Whitewashing And Inequality In Hollywood: Why Are They So Persistent?
Just 15 years ago, there was a historical breakthrough at the Academy Awards.
Halle Berry became the first Black woman to win an award for Best Actress in a Leading Role the same night that Denzel Washington became the second Black man to win an award for Best Actor in a Leading Role.
In 2011 and 2016, no nominations were given to a Black person in any of the major categories at the Academy Awards.
So why is there still a misrepresentation in film and TV when we’ve come this far?
From Black Girl Nerds, a site that welcomes girls of all races, but was “called Black Girl Nerds because it is a term that is so unique and extraordinary, that even Google couldn’t find a crawl for the phrase and its imprint in the world of cyberspace.” Story by Maia Morgan.
According to Wilson Morales, editor at Blackfilm.com, “Hollywood hasn’t developed the kind of market research or promotional infrastructure to reach minority audiences effectively,” The Guardian reported.
Black audiences are underrated and the studios are unsure how to reach them as a whole.
Marketability is really the fundamental reason as to why there is still a lack of diversity in the actors portrayed on film.
Money and box office returns are the studio’s main concern. The most acclaimed Black movie stars who usually pull in good box office receipts have been fairly inconsistent in the past few years.
Will Smith hasn’t had a movie gross more than $150 million since 2012’s “Men in Black 3” and Denzel Washington had a solid hit with “The Equalizer” in 2014, while most of the movies he starred in prior to that didn’t pull in the numbers for someone of his caliber.
Halle Berry only does well box-office wise because of her involvement with the X-Men franchise. As you can see, this makes studios very nervous. Their big-name Black stars aren’t pulling in the millions they want to see and they don’t always want to meet their hefty salaries.
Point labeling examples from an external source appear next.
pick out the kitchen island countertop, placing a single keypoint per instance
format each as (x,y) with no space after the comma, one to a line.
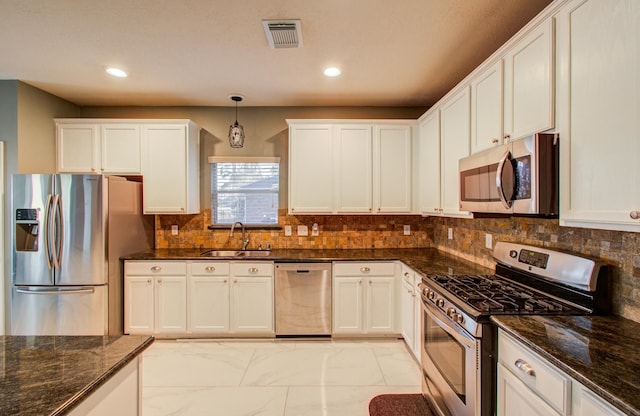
(600,352)
(51,375)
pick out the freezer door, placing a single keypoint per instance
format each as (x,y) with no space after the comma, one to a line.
(59,311)
(80,224)
(31,197)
They also find it risky to cast unknown Black actors because they think the general audience will find them unappealing, so the next logical step is to cast a White actor in that role.
One of the most frustrating aspects of the lack of diversity is the “Whitewashing” of Hollywood: when a character was originally written as a minority is cast with a White actor in the film version. Most actors of color can agree that trying to find roles are hard enough, but when they are changed and given to White actors, it can be infuriating.
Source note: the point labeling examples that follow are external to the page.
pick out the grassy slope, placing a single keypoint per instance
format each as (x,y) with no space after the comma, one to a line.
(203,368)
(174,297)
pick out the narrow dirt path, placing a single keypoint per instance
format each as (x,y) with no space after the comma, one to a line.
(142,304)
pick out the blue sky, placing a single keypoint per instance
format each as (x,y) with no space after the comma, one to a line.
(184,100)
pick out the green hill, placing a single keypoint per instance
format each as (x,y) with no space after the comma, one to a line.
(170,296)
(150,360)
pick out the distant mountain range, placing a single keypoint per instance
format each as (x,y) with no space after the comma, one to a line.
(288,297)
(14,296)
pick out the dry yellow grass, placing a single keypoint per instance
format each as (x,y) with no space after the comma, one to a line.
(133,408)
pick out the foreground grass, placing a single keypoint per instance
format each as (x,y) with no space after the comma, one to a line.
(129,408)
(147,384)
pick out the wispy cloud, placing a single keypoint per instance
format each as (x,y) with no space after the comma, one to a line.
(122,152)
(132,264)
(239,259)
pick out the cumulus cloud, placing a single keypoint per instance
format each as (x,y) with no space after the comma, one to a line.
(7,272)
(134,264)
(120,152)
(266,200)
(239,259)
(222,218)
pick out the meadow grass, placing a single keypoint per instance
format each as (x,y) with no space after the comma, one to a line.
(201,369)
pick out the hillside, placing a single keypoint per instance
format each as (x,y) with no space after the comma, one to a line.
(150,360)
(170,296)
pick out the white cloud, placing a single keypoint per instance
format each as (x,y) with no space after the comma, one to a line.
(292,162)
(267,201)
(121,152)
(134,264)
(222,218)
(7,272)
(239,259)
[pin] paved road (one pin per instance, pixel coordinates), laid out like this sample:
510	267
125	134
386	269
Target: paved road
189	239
Recently, two characters in very popular franchises — “Doctor Strange” and “Ghost in the Shell” — had their Asian characters cast with White actresses. These two are just the tip of the iceberg of a lot of characters that were originally meant to be other races but all cast with White actors in the role. You can see some of the worst offenders here.
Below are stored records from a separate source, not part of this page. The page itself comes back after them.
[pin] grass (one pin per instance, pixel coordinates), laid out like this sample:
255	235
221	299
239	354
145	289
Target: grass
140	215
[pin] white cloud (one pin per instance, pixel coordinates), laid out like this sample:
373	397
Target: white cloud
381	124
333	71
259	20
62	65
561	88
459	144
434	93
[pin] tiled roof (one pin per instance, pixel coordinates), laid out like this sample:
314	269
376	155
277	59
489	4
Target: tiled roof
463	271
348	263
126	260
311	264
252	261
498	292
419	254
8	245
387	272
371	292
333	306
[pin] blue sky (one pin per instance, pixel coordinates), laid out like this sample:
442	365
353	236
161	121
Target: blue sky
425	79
The studios claim that marketability seem to play a role in the casting, but movies with Asian leads have had really good box office returns including the “Rush Hour” trilogy ($850 million), the “Charlie’s Angels” films ($523 million), “Crouching Tiger, Hidden Dragon” ($213 million), and “Pacific Rim” ($411 million).
The Bunche Center for African-American Studies at UCLA did a study on Hollywood Diversity. They found that from 2013-2014, films with relatively diverse casts enjoyed the highest box office receipts and returns. They also discovered minorities accounted for the majority of ticket sales for four of the top 10 films in 2014.
Anyone can see that these films make money and minorities are going out to see these movies, so why are movies still casting these film with primarily White actors and little to no diversification?
The answer’s easy: Hollywood is composed of straight, old, White men. Of the more than 450 Hollywood executives who make all the powerful decisions regarding the films that are made, 96 percent are White, 87 percent male and the average age is 65 years old. Those who direct films are 82 percent White and 94 percent male and the people who write films are 88 percent White and 87 percent male. The three major talent agencies that represent directors, writers, and actors are also mostly White.
“White employees make up 87.8 percent of the executive staff in finance, legal, and other areas of agency operations.” Minority talent is overwhelmingly underrepresented.
Hollywood has to change from the foundation up. Diversification needs to start up top with the executives and the major talent agencies and then it will begin to trickle down talent wise. But that shouldn’t be the end of it. Minorities essentially have to write and create their own projects.
As actor Anthony Mackie put it, Black people have gotten “lazy in our game … if we don’t tell our stories we can’t expect someone else to tell them for us.”